The posterior border of the neck of the implant was aligned along the plane of anterior lesser trochanter to balance the effect of the rotation of the stem on the horizontal offset. Standard bipolar hemiarthroplasty procedure was carried out. Cementing was decided depending on femoral canal type as described by Dorr et al.10
Post-operatively, abduction pillow was placed. Ankle pumps and static quadriceps exercises were started immediately. We do not use any chemo-thromboprophylaxis. Drain was removed on day two after surgery. Patient was allowed to stand and walk with partial weight-bearing using walker as tolerated.

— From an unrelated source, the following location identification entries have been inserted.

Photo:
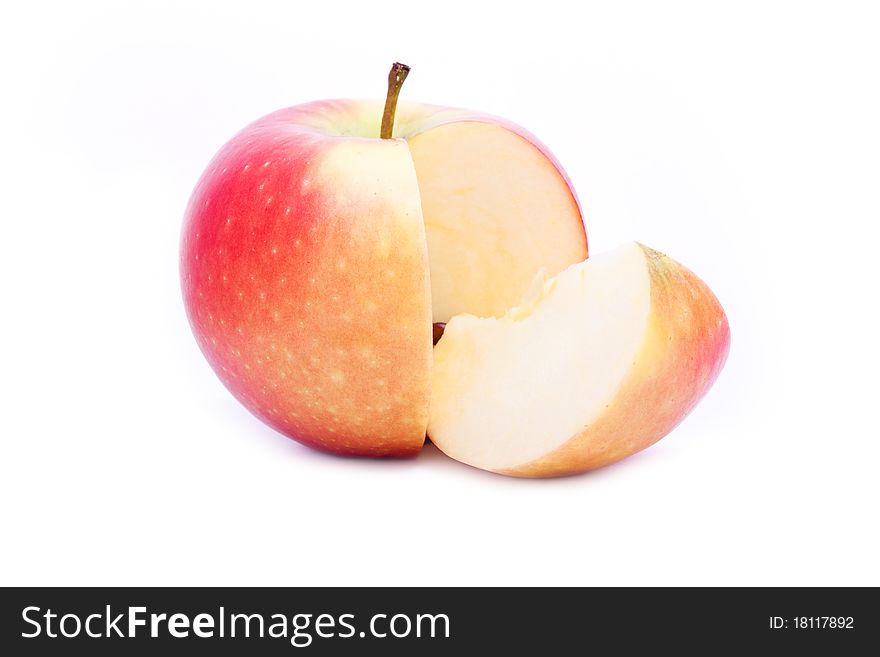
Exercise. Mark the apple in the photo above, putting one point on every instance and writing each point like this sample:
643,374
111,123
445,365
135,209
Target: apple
321,245
591,366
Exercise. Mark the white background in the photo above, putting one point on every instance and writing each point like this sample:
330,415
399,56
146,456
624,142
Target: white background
741,138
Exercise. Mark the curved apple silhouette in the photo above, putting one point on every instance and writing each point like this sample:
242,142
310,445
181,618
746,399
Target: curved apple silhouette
316,255
324,254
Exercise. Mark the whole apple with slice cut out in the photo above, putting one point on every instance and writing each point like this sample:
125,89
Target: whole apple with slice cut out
327,244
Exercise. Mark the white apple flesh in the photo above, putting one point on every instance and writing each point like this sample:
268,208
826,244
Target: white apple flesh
594,365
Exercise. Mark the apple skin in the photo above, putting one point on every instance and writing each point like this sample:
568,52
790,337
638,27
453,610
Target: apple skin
685,350
304,272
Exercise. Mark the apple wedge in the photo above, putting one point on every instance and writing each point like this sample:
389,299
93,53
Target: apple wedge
592,366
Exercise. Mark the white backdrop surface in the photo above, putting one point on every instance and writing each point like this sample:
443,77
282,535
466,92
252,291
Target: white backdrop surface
740,138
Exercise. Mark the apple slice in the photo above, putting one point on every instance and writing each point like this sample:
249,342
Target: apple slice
593,365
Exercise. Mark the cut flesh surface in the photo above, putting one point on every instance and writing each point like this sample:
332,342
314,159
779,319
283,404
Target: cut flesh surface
594,365
496,211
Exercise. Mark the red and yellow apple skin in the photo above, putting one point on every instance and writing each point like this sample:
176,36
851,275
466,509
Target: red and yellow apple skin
304,272
685,348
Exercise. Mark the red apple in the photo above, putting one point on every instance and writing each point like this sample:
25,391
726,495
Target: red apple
316,255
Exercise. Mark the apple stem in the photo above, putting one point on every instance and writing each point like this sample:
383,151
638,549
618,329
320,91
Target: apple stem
395,82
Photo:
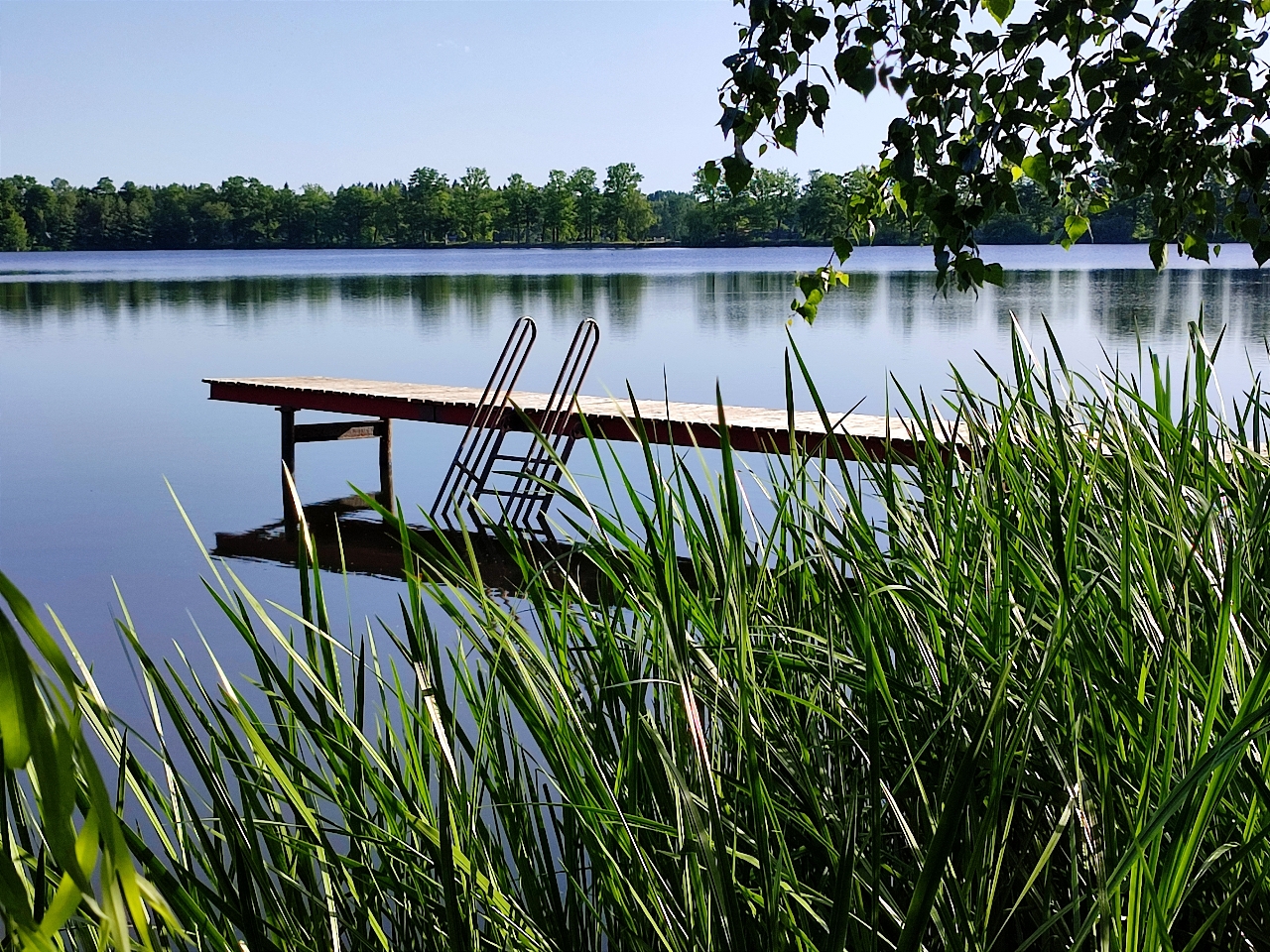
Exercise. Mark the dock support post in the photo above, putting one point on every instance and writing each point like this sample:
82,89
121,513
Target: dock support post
289,463
388,498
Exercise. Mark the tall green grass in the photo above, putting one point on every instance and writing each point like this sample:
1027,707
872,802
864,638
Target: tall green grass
1015,696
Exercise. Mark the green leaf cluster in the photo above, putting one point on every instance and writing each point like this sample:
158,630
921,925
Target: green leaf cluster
1166,102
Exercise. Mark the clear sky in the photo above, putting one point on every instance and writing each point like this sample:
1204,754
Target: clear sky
336,91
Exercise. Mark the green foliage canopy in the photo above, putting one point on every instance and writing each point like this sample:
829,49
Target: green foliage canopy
1086,98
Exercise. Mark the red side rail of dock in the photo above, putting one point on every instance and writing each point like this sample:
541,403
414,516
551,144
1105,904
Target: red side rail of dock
751,429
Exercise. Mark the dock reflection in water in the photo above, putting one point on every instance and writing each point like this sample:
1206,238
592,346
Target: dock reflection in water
347,535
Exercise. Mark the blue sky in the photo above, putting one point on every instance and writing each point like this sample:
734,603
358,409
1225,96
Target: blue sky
336,91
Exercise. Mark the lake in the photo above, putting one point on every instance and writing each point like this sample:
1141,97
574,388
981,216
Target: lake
102,358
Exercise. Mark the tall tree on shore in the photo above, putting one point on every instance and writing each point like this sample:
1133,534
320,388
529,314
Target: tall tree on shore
775,199
626,212
559,208
587,202
520,208
474,204
427,206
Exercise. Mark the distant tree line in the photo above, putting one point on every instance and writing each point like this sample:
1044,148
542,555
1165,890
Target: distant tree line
430,208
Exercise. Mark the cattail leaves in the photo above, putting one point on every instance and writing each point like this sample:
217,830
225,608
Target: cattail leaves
1014,692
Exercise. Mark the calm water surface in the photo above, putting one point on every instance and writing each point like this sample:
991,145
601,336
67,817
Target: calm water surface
102,356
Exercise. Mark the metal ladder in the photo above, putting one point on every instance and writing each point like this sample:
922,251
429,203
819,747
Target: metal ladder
480,457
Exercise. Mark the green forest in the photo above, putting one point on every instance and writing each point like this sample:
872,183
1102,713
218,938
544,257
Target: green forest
430,208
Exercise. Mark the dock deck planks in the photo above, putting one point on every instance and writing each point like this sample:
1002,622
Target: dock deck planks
752,429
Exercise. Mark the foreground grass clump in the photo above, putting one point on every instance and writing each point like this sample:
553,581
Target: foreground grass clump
1025,708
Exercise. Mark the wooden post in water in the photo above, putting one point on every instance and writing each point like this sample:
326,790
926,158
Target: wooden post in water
386,497
289,465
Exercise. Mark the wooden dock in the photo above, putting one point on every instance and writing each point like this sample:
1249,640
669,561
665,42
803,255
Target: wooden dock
749,429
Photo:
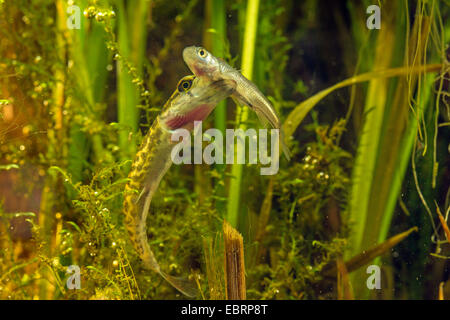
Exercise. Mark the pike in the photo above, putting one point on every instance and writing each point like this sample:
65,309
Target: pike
191,101
210,68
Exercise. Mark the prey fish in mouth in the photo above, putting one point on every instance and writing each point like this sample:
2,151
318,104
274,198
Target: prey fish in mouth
191,101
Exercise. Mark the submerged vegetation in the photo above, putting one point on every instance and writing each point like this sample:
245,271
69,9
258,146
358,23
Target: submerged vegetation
365,114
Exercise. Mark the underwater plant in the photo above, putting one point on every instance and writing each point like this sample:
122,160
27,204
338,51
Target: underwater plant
365,116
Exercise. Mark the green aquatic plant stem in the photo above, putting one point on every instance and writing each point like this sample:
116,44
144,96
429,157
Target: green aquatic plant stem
248,53
131,44
218,23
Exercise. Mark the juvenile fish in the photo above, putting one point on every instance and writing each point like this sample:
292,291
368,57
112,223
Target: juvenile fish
190,102
209,68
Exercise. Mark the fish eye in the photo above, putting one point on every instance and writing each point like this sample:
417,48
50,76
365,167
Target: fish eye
184,85
202,52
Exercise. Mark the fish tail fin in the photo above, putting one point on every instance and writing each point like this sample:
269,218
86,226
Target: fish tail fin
185,286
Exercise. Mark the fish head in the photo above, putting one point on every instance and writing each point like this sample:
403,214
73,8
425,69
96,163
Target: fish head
193,100
201,62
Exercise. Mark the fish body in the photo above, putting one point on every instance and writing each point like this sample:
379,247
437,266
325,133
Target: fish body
210,68
191,101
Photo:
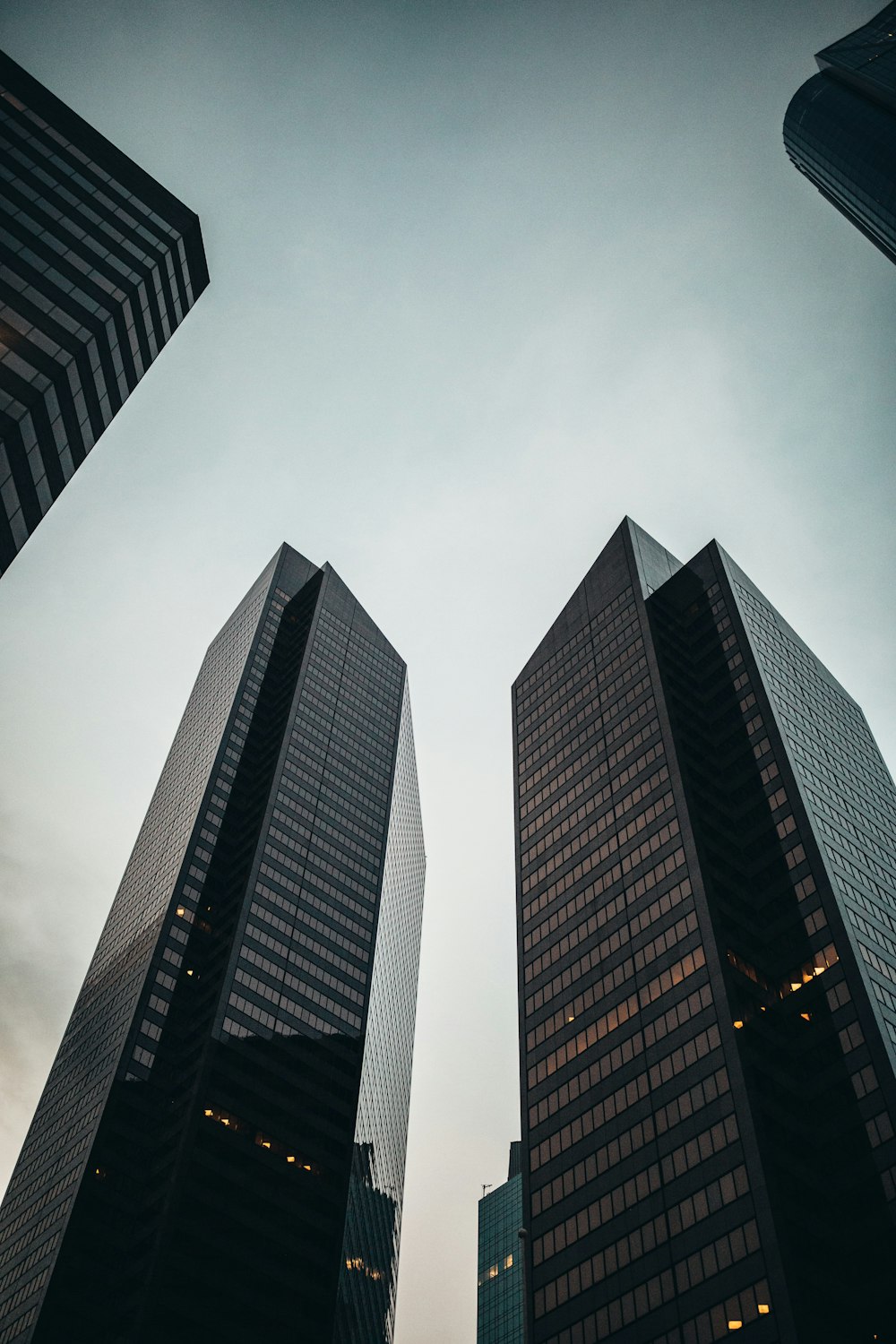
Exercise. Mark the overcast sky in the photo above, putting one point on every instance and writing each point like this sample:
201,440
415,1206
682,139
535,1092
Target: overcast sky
484,279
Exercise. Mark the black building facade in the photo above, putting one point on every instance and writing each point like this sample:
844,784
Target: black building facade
220,1150
707,924
99,266
840,128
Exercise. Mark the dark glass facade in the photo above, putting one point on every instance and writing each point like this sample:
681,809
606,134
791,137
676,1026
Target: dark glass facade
840,128
99,266
707,906
220,1150
500,1284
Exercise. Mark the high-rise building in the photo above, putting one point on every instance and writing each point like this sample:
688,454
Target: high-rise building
220,1150
498,1305
99,266
840,128
707,924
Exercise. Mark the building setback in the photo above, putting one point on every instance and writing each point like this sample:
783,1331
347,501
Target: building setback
840,128
707,935
99,266
500,1293
220,1150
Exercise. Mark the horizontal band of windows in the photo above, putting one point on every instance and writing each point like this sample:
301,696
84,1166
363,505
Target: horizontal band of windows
657,1230
314,949
616,978
616,1018
597,626
633,859
573,690
637,1089
589,655
646,1297
592,804
590,715
696,1002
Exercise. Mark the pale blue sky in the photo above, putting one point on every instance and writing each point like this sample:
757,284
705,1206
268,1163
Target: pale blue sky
484,279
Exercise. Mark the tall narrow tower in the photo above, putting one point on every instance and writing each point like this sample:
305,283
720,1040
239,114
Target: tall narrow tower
707,937
220,1150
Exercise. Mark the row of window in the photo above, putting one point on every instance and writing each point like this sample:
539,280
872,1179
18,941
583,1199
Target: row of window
605,1064
616,1016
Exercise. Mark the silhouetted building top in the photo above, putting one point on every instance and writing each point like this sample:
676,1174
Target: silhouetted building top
707,943
99,266
220,1150
840,128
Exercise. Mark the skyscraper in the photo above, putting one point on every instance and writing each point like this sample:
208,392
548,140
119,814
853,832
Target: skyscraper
500,1303
99,266
840,128
707,935
220,1150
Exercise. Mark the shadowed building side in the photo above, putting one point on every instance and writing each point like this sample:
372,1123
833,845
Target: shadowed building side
99,266
705,1054
190,1168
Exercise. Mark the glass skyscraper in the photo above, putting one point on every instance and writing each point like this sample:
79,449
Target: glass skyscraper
707,935
99,266
500,1285
220,1150
840,128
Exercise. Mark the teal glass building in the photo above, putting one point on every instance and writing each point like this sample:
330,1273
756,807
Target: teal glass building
840,129
498,1317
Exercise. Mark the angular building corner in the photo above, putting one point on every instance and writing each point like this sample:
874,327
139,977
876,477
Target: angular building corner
99,266
220,1150
840,128
707,937
500,1265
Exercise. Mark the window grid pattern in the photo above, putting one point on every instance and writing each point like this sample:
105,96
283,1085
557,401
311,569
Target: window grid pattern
101,265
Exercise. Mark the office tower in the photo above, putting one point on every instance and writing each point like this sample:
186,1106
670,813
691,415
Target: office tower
99,266
498,1314
840,128
707,921
220,1150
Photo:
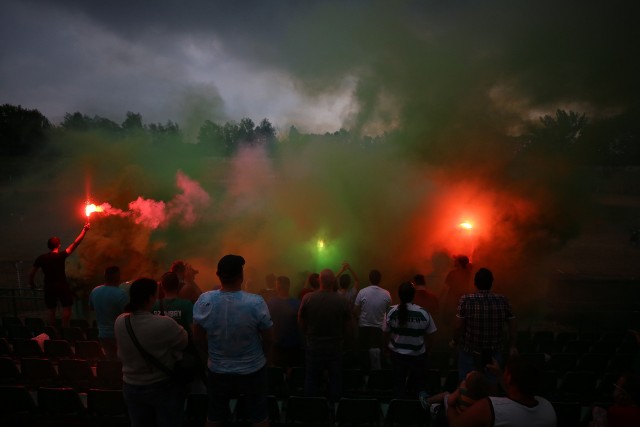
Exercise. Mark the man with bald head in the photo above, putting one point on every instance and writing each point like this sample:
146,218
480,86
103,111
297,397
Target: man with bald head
324,317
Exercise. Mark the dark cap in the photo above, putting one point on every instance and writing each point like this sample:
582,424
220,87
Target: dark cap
230,266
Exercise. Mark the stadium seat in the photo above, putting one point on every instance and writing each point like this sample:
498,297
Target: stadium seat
358,412
307,411
406,413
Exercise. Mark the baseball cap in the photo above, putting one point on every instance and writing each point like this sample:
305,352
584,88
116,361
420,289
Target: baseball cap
230,266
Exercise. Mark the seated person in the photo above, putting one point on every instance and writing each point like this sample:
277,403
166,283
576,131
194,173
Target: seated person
473,388
625,410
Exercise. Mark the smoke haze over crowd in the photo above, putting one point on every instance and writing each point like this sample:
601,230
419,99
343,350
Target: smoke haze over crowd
448,83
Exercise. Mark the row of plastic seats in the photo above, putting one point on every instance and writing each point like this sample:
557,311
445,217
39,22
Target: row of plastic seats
52,349
596,362
76,373
62,406
316,411
546,341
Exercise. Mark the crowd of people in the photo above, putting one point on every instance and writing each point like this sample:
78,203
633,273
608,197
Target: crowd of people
152,327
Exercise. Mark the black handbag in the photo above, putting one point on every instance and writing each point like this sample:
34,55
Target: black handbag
184,371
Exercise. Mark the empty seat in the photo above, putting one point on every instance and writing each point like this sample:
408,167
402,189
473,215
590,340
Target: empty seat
595,362
358,412
308,411
568,414
578,386
352,382
35,324
11,320
26,348
406,412
75,373
196,410
561,362
241,416
61,405
296,380
18,331
577,346
380,382
17,406
109,374
9,372
58,349
276,381
38,372
108,408
79,323
5,348
73,334
89,350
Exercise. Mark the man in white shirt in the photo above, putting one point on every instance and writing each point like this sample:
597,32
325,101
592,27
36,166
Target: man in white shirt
371,305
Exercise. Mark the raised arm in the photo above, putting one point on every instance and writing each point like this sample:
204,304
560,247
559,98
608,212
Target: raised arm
72,247
32,277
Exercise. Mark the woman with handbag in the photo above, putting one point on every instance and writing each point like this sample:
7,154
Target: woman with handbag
148,347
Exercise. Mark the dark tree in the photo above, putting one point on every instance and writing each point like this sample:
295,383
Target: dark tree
265,133
168,133
84,123
21,130
246,131
133,122
211,137
558,134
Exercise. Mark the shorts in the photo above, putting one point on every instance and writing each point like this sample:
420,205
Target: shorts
53,293
223,387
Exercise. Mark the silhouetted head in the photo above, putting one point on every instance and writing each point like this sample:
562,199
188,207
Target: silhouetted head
418,280
406,292
283,284
313,280
270,281
53,243
327,279
178,267
141,292
523,374
170,282
375,277
483,279
461,260
345,281
230,269
477,385
627,389
112,275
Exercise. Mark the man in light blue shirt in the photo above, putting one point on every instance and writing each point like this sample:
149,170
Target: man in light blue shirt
108,301
235,328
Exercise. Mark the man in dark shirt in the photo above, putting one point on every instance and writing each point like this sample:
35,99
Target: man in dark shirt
286,348
324,316
480,324
56,286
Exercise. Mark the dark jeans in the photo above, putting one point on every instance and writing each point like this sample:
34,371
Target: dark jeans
315,364
468,362
160,404
369,337
223,387
110,348
409,375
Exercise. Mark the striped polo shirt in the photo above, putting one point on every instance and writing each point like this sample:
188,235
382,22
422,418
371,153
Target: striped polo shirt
408,339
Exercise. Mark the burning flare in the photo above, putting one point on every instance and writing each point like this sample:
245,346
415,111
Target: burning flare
91,208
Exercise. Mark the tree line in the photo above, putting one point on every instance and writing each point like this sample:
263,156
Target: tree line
608,141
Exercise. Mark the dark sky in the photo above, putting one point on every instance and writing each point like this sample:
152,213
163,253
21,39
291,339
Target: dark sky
452,77
319,65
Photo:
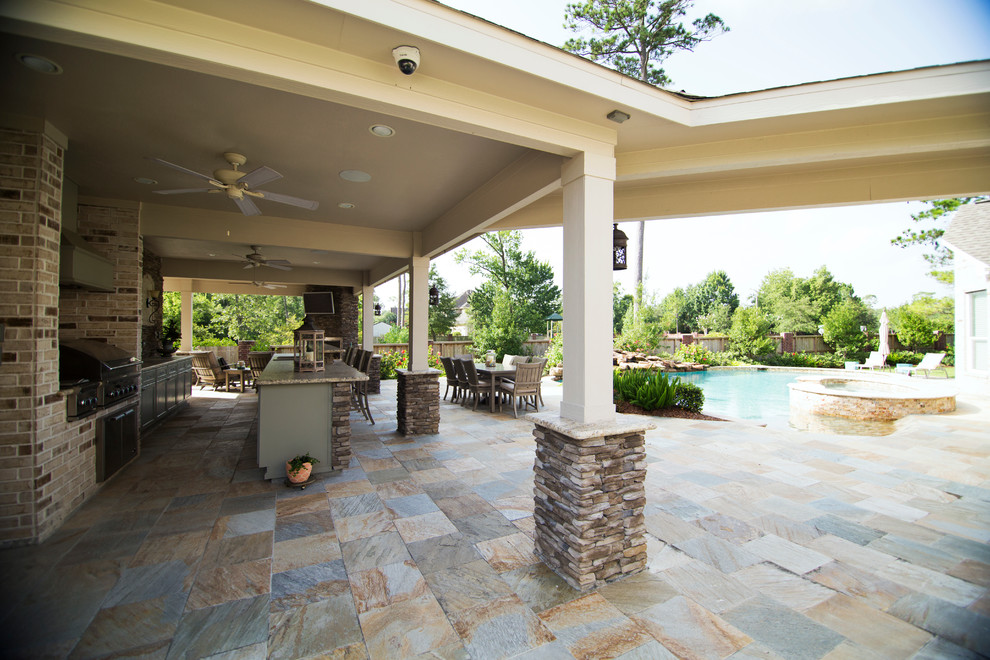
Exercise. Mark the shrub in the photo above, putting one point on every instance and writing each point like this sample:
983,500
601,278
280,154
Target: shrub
689,397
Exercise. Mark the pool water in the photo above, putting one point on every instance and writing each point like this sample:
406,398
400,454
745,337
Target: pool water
744,393
763,396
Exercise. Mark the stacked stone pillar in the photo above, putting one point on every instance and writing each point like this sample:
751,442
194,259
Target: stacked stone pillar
590,494
418,402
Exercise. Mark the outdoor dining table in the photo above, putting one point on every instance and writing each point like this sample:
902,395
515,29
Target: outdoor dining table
494,374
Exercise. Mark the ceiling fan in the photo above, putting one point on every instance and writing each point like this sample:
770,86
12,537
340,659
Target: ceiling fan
239,186
256,259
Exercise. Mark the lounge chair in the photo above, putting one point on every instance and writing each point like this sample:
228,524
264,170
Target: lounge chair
931,362
207,369
526,386
875,361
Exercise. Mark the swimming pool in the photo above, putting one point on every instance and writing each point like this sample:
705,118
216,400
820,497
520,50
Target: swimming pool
744,393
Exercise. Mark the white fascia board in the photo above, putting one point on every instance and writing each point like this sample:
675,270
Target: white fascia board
865,91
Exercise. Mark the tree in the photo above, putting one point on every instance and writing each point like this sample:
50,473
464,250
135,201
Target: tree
443,315
532,294
940,257
634,37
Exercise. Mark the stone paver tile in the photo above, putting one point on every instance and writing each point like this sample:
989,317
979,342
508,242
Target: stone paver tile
220,584
465,586
386,585
406,629
723,555
707,586
501,628
591,627
782,630
425,526
932,583
305,551
956,624
852,581
539,587
508,552
364,525
637,592
892,508
882,633
690,631
785,554
318,628
309,584
784,587
851,553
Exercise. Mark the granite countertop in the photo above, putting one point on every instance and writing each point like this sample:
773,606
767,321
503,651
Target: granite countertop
279,372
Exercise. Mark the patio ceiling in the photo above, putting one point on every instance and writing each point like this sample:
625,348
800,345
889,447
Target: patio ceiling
481,130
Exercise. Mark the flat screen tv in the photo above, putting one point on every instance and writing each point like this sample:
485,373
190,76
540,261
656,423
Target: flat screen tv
320,302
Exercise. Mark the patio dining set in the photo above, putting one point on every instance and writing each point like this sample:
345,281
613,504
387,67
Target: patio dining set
517,379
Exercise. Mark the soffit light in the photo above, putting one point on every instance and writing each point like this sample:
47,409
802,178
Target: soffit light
355,176
618,116
381,130
39,64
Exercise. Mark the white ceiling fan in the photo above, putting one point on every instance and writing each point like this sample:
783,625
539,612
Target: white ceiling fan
239,186
255,259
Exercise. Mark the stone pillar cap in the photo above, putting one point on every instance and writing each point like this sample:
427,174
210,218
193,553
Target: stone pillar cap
621,425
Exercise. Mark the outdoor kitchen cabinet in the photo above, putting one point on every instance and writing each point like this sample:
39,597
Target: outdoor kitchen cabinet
165,385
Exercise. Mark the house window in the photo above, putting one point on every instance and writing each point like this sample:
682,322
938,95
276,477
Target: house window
978,331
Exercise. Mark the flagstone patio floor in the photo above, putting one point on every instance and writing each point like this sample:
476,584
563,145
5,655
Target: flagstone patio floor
763,543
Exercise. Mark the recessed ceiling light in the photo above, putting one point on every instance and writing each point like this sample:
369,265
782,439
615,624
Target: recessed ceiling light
39,63
355,176
381,130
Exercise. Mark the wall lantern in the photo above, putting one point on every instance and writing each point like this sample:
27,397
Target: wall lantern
619,241
308,353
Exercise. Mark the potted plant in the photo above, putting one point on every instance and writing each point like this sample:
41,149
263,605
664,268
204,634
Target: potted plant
299,468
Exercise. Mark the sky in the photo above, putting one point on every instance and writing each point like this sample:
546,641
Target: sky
773,43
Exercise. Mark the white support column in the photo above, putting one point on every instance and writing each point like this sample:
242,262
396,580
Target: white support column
186,321
419,306
367,315
587,291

Post operative radiographs were obtained in a standard fashion with pelvis squared and lower limbs in 15° internal rotation. Internal rotation of lower limb was assessed with goniometer taking second toe as axis of foot in an attempt to decrease effect of rotation of lower limb on offset measurement.
CT scan was also used post-operatively to calculate offset more precisely using ADW4.6 ADVANCED GE optima 128 slice software system. Modified Harris hip score was evaluated at 3, 6 and 12 months after surgery to assess the functional outcome.
3. Results
A total of 40 patients were considered during the study period. Two patients demised in early follow up period due to causes unrelated to surgery. Eight patients were lost to follow up. Finally thirty cases were included in the analysis of which 11 were males and 19 females. Mean age was 69.9 ± 6.5 yrs (range 59–89yrs). Fractures were more common in seventh decade. This is possible due to increased mobility of these age group patients in spite of osteoporosis.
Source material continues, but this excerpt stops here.